Gasperini, Bisoli, Giampaolo, Mihajlovic, Ficcadenti, Di Francesco, Mangia, Malesani, Colomba, Tesser, Mondonico: benvenuti nel girone dantesco degli allenatori esonerati. La new entry di oggi si chiama Ballardini, allontanato da Cellino dopo il set (6-3) patito a Napoli nell’ultima giornata di campionato. Fine dunque della Ballardini revolution, terzo atto della saga dell’allenatore ravennate sulla panchina cagliaritana. Al suo posto, con tutta probabilità, tornerà Massimo Ficcadenti, già provato (e puntualmente silurato) ad inizio stagione. Considerando anche la recente vicenda Tesser, esonerato e richiamato un mese dopo dal Novara, tornano a galla alcune domande. Cosa spinge una società ad agire in questo modo? Questo gran cambiare è salutare? Perchè la tecnica del “riuso”? Forse, a volte basterebbe un pò di pazienza in più, per non dover finire come Zamparini a “mangiarsi i testicoli” (testuale) vedendo un Pioli che fa miracoli col Bologna, dopo esser durato due settimane a Palermo. Per provare a dare una risposta, ilSussidiario.net ha intervistato in esclusiva Giorgio Perinetti, attuale direttore sportivo del Siena. Ecco le sue impressioni:
E’ rimasto sorpreso dall’ennesimo esonero di Ballardini?
Mah, in questo campionato siamo arrivati al quindicesimo esonero, quindi… E’ un vezzo che come società italiane abbiamo, sorprendersi diventa una cosa un pò ipocrita. E’ una prassi a cui ricorriamo spesso e volentieri, a dir la verità un pò troppo spesso.
Per il Cagliari ora si riparla di Ficcadenti: come spiega questo fenomeno di “riciclo”?
E’ un problema anzitutto economico. Quando si allontana un allenatore si mandano via anche 4-5 collaboratori, quindi la spesa è veramente improba. Per cui si cerca sempre di recuperare gli allenatori già sotto contratto, già pagati, con i rispettivi staff.
Solo motivazioni economiche dunque?
Beh, oltretutto l’allenatore che ritorna ha già una conoscenza della squadra e dell’ambiente.
Un gruppo di giocatori come può essere influenzato da un andirivieni del genere?
Questo fatto di solito segna annate non propriamente positive. E’ normale che poi la confusione sia totale. Si cerca di dare la cosiddetta scossa, però è ovvio che un andirivieni di allenatori non può che sconcentrare la rosa.
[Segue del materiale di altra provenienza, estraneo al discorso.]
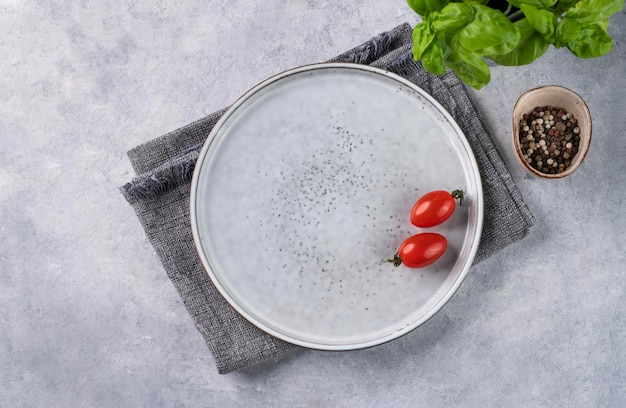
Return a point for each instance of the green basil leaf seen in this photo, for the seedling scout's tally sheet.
(490, 32)
(567, 30)
(452, 17)
(425, 7)
(537, 3)
(531, 46)
(469, 67)
(593, 41)
(542, 20)
(592, 11)
(432, 58)
(423, 36)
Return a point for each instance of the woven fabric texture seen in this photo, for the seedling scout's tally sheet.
(160, 195)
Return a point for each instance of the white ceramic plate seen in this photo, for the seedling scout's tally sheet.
(303, 190)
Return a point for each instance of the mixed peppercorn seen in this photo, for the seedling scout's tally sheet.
(549, 138)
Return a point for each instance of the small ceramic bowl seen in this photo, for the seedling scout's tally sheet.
(559, 97)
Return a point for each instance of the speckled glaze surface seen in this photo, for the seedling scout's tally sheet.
(304, 191)
(88, 316)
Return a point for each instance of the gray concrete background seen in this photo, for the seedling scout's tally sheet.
(88, 317)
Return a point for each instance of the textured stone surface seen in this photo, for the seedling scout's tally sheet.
(88, 316)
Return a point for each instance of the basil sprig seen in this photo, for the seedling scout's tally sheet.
(461, 34)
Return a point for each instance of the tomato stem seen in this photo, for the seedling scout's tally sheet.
(397, 261)
(458, 195)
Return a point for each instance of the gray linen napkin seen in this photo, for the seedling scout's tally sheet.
(160, 196)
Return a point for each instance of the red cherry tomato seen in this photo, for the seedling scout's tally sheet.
(420, 250)
(435, 207)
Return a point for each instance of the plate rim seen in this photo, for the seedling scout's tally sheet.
(333, 346)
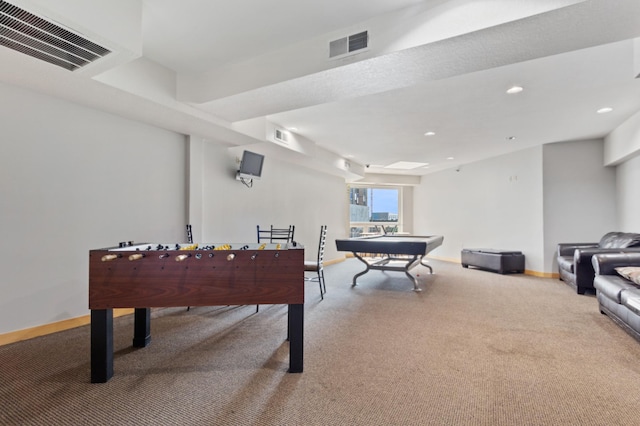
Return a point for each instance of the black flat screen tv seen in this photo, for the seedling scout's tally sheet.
(251, 165)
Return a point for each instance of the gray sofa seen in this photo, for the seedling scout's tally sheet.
(574, 259)
(618, 297)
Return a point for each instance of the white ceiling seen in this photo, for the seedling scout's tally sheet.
(231, 71)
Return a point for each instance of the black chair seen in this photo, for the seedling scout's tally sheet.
(276, 235)
(317, 266)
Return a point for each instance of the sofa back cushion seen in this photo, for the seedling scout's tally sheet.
(619, 240)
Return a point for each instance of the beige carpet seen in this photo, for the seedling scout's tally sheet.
(474, 348)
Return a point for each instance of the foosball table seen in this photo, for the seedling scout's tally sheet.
(149, 275)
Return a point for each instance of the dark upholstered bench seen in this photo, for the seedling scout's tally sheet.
(501, 261)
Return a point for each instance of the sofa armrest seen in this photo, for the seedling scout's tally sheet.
(567, 249)
(605, 263)
(584, 255)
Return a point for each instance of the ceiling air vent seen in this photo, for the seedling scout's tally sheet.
(34, 36)
(348, 44)
(280, 135)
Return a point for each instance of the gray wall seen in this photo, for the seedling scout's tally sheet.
(285, 195)
(73, 179)
(493, 203)
(529, 200)
(628, 195)
(579, 195)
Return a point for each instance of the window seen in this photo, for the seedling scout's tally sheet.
(374, 210)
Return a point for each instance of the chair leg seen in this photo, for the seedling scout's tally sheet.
(323, 288)
(320, 284)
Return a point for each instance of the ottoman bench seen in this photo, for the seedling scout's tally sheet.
(501, 261)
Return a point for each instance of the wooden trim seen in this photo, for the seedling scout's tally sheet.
(54, 327)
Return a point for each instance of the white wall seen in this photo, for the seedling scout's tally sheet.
(285, 195)
(628, 195)
(579, 195)
(74, 179)
(495, 203)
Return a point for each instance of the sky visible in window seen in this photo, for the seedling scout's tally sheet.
(383, 200)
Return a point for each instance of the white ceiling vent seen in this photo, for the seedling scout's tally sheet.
(280, 136)
(35, 36)
(349, 44)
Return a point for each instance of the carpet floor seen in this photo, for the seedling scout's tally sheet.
(473, 348)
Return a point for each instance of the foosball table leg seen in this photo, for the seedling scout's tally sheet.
(101, 345)
(141, 327)
(296, 337)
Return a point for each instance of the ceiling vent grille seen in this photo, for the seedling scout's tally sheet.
(280, 135)
(349, 44)
(34, 36)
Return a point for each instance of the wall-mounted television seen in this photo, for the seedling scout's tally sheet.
(250, 166)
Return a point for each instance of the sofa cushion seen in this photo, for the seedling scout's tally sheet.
(619, 240)
(566, 263)
(631, 299)
(632, 273)
(612, 286)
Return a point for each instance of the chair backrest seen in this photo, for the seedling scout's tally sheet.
(321, 244)
(276, 234)
(282, 234)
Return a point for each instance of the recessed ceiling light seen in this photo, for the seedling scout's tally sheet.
(514, 89)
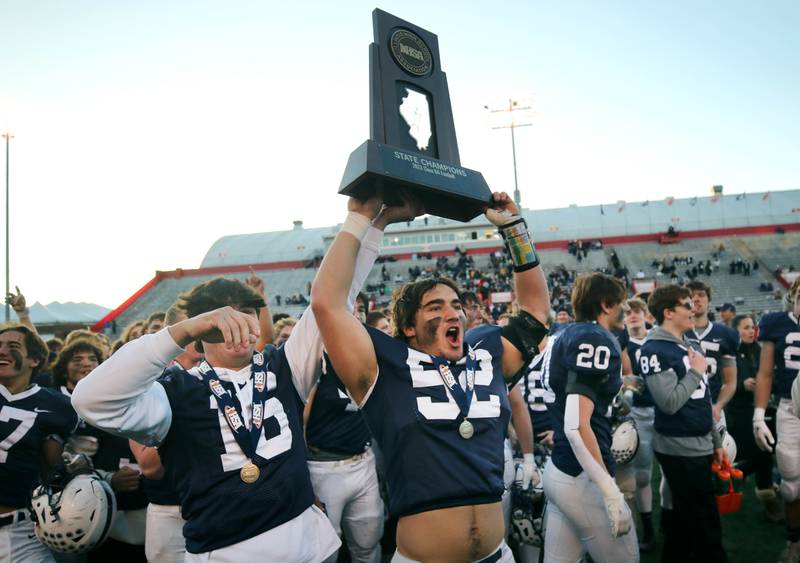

Come mai quest’anno le scosse tendono a non arrivare in maniera continua? Pensiamo a Cesena, Fiorentina, Genoa, la stessa Inter…
Sono casi diversi, però sono tutte annate segnate da qualche scelta poco felice fatta all’inizio del campionato. Qualche giocatore su cui si puntava molto non ha reso, gli infortuni…ci sono una serie di situazioni che non può aggiustare solo il cambio d’allenatore.
A questo punto della stagione, cosa può dare in più un allenatore di ritorno rispetto ad uno nuovo?
Un allenatore nuovo dovrebbe ripartire da zero, cosa che a dieci giornate dalla fine può diventare impossibile. Però io non sono molto convinto che il cambio di allenatore sia così propedeutico ad un riscatto immediato della squadra.
Ci vorrebbe davvero più pazienza, anche a scapito dei risultati?
Sicuramente sì.
Come fare con i presidenti cosiddetti vulcanici? Si andrà sempre avanti così?
In generale, cambiare 15 allenatori era una pratica cui una volta si ricorreva in Serie C, o in B… la serie A era più conservatrice. Ora è scoppiata la moda anche nella massima serie, ma ripeto: io non lo ritengo la migliore soluzione. Infatti in carriera ho sempre cercato di cambiare poco.
Quanto incide il ruolo del direttore sportivo in una situazione di questo tipo?
Dipende anche da presidente a presidente. Io ho la fortuna di lavorare avendo piena responsabilità, quindi questo problema non ce l’ho. Però è chiaro che oggi i presidenti, visto che le società sono industrie, aziende di grande fatturato è ovvio che vogliano cercare in prima persona di decidere.
Quanto potete influenzare i presidenti?
Il direttore sportivo può consigliare, ma quasi mai decide in libertà.